The impostors then offer to inspect the home or apartment for free to find out why energy costs are so high. They walk through the home, but may actually be casing the home for a future burglary, or they may steal something, officials said. Using the ruse that they're conducting an energy audit might make sense to customers, but the utility company doesn't even do energy audits.

"We do not have an energy audit program or an energy inspection team or anything like that," said Kevin Martin, key accounts manager for Danville Utilities. "Anyone showing up at a door saying that they're with an audit or inspection team is suspect," he said. "For most of the services Danville Utilities offers, the utility service does not go in the home.

"The only time a Danville utility worker would have a reason to be in the home is if a customer calls us to come out and light a pilot light and we schedule a time to meet you. There's no door-to-door soliciting or selling services." If a Danville utility worker ever did show up at a customer's door they'd be in uniform, with an identity badge and driving a clearly marked city vehicle, King said. "Scam artists rely on people believing they are a person with some authority when they do this," he said. "These guys are counting on people thinking they are legitimate. They manipulate people into thinking they have nothing to fear." Customers also may find an independent contractor at their door selling windows or other services and claiming to be authorized by Danville Utilities to sell their product. "We don't do that," King said of contractors selling products. "And, we never ask for entry into anybody's house." Not everyone falls for the energy audit scam.

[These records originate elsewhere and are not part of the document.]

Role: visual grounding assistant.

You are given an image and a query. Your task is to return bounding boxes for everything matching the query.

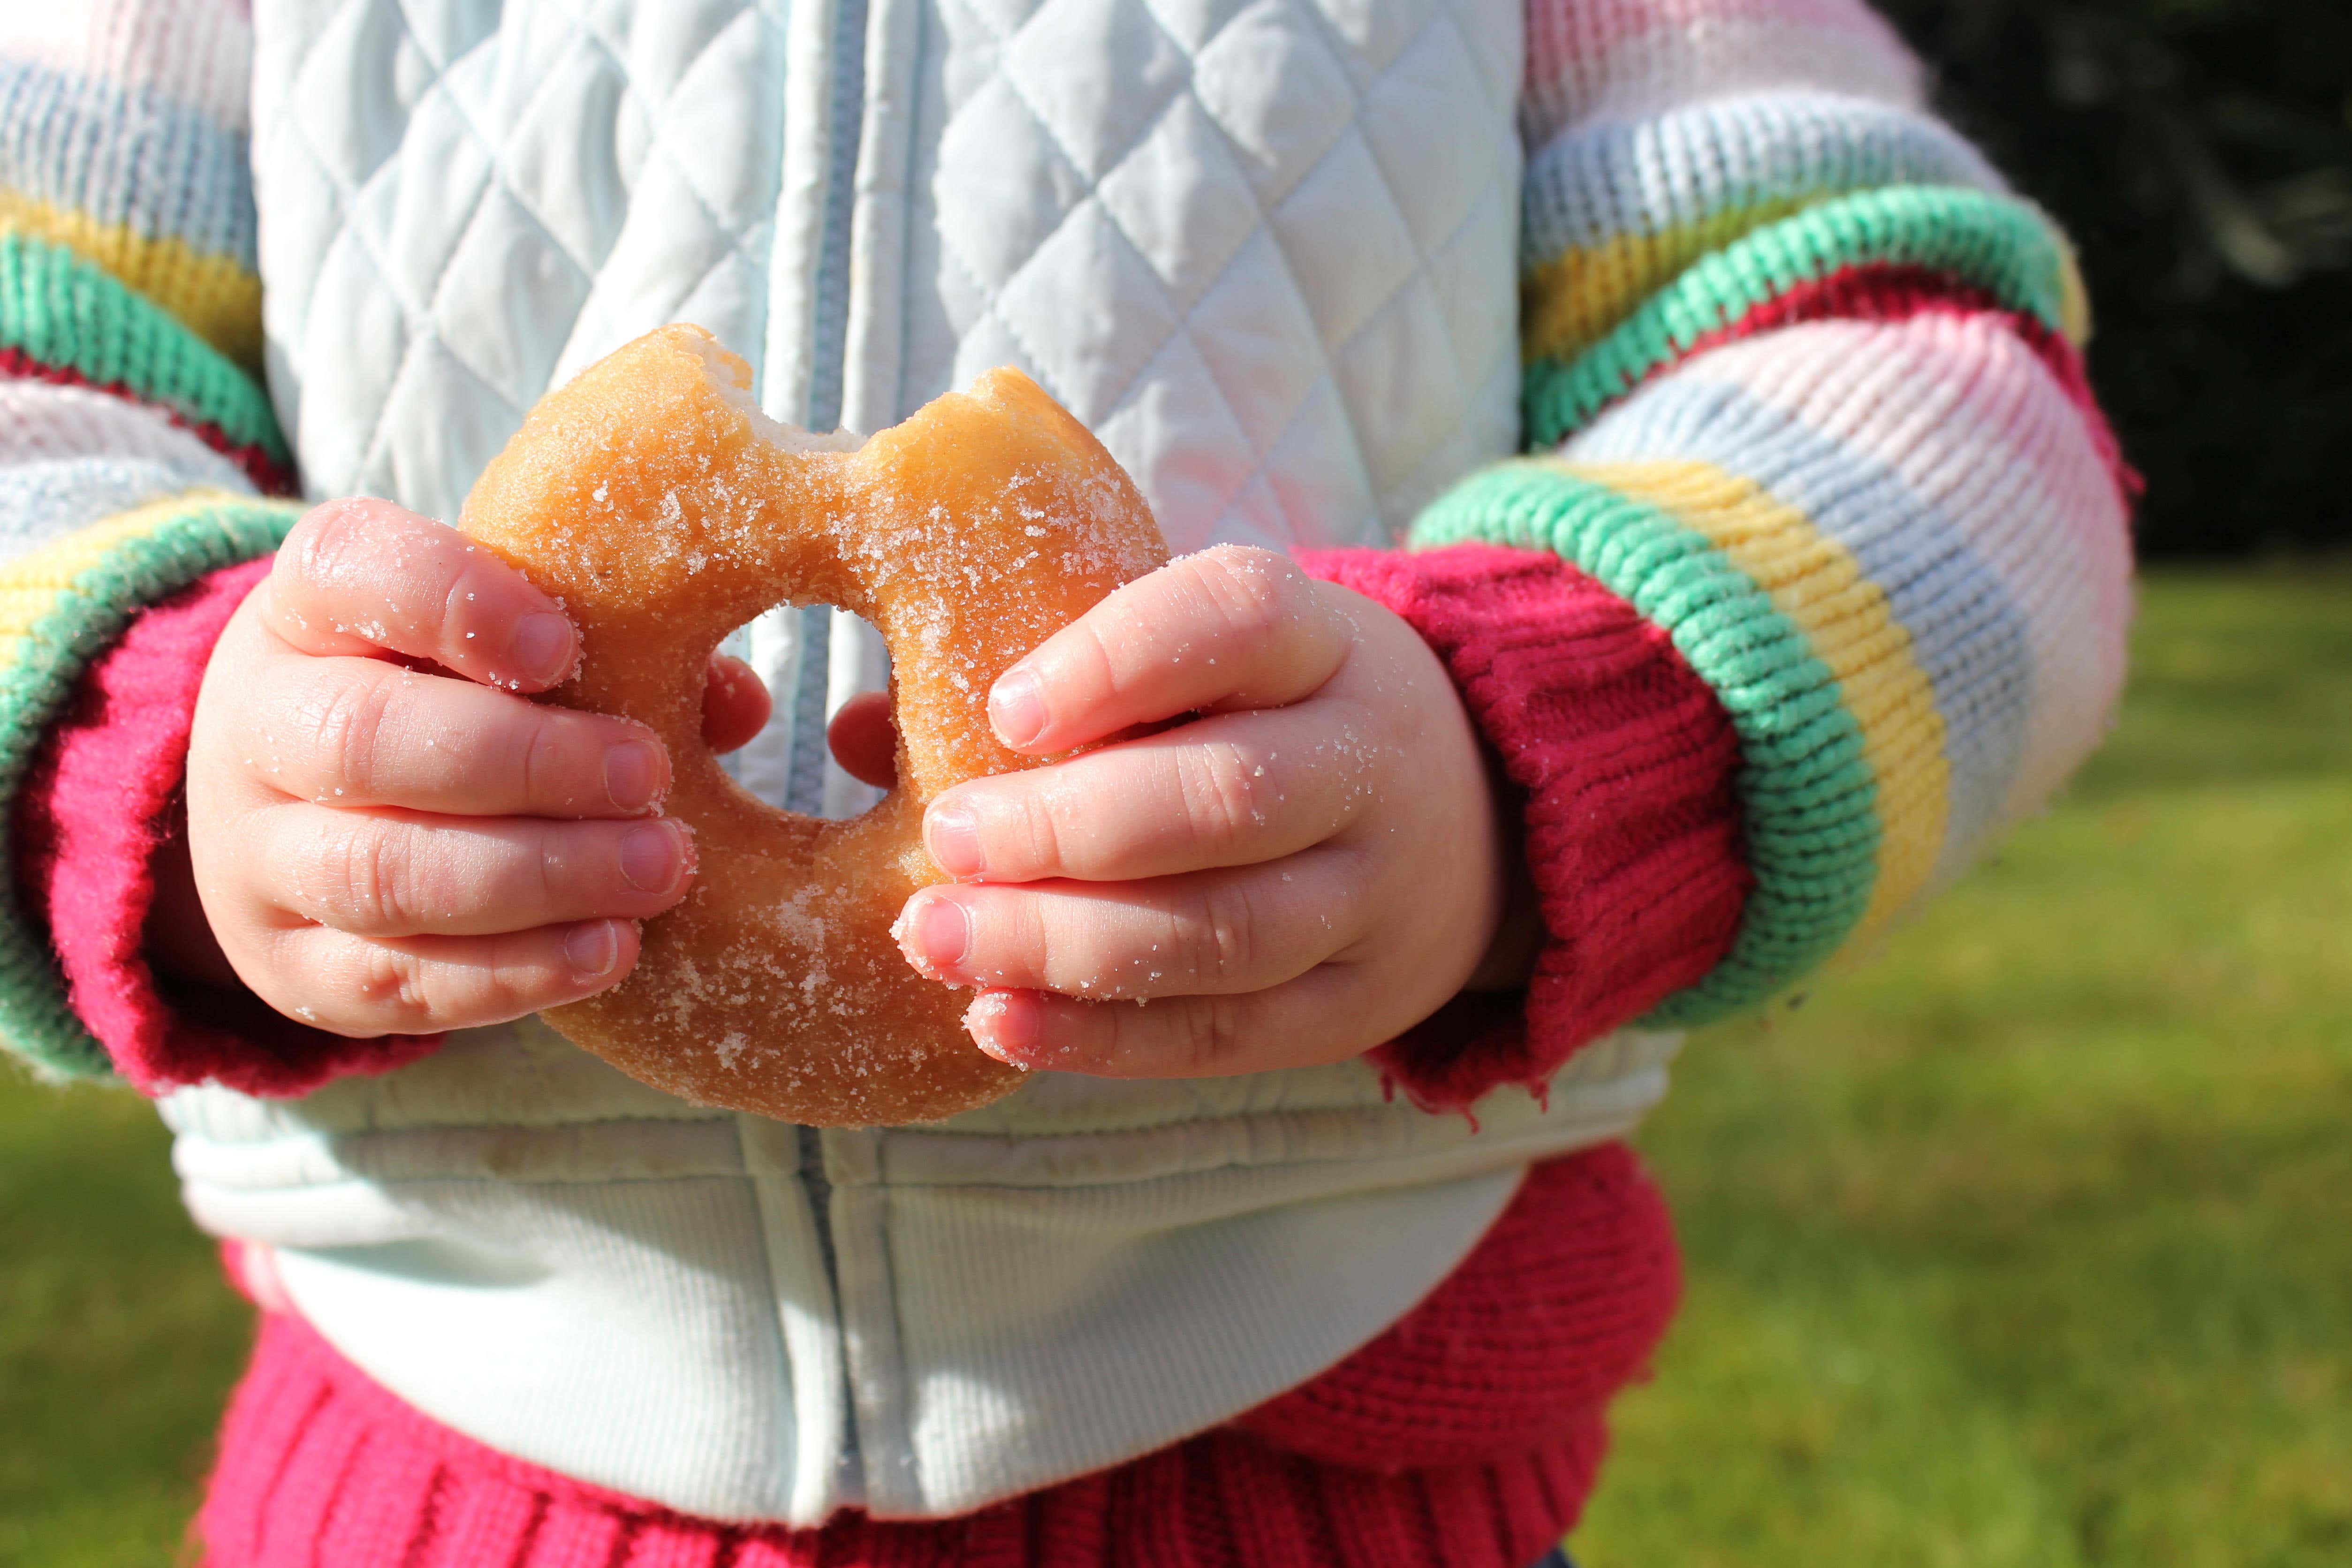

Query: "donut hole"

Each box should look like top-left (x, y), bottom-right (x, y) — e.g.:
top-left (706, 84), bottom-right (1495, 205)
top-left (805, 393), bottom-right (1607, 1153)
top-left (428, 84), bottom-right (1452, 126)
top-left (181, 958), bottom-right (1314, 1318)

top-left (715, 603), bottom-right (894, 819)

But the elderly and those not familiar with how the utility company works may fall victim to the ruse.

Some people get the feeling that something's not quite right, or they may feel fearful when pressured to let a stranger in their home and let the person in anyway. "If you feel threatened in any way, call the police first," King said. "There is nobody working for the city or representing the city that is doing this (audits)." He said after calling the police, victims of the scam should call the utility company's customer service department. At least one of these so-called home surveys has turned into a theft, King said. One elderly Pittsylvania County resident on Franklin Turnpike reported her purse was stolen during a fake energy audit.

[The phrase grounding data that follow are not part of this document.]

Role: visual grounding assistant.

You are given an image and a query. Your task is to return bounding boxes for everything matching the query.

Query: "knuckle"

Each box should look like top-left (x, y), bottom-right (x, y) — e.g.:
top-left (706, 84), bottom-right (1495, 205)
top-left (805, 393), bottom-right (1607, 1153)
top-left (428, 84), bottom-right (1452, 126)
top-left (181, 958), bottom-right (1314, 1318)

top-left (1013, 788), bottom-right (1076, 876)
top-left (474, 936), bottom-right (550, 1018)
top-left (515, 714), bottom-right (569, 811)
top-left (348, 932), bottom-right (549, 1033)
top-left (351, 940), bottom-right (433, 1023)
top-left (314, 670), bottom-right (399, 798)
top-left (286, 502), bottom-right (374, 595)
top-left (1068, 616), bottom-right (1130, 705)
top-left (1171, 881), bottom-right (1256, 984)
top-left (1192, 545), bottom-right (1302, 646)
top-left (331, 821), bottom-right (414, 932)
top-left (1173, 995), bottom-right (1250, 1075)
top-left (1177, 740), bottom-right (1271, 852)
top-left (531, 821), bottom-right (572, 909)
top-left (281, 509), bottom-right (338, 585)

King said the woman allowed a man claiming to be with the utility company into her home to do an energy audit. He walked through the house with the woman and then told the woman that Danville Utilities would mail her a copy of his report with advice on hat conservation measures to use. He then left. It was only later that the woman discovered her purse was missing. Danville Utilities does have information about energy conservation they can send customers, but they do not do not inspect homes at all, Martin said. King and Martin also noted that being a city employee does not give anyone the right to come into a person's home.